Using AVX instructions to add and multiply 8 floats at a time

Mark44 · February 24, 2014, 06:33:04 AM

Here's another small program that I've put together. It's based on a code example that I ran across in the Intel Optimization Reference manual (Ex 11 - 3. Direct Polynomial Calculation). There is almost no explanation of what's going on in the three versions of this example (SSE, 128-bit AVX, 256-bit AVX), and there are a couple of typos that make it more difficult to understand (e.g., the "vmulpsymm1" instruction, which threw me for a bit).

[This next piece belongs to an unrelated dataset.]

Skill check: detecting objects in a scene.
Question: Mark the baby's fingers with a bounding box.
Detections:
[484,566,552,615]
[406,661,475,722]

In a nutshell, for each float element x in an array, the routine calculates x^3 + x^2 + x. This is not all that interesting, but what might be of interest is the use of the AVX instructions vmovups, vmulps, and vaddps, all of which have 256-bit YMM registers as operands.

Being 64-bit, the assembly code is in its own file, not as inline.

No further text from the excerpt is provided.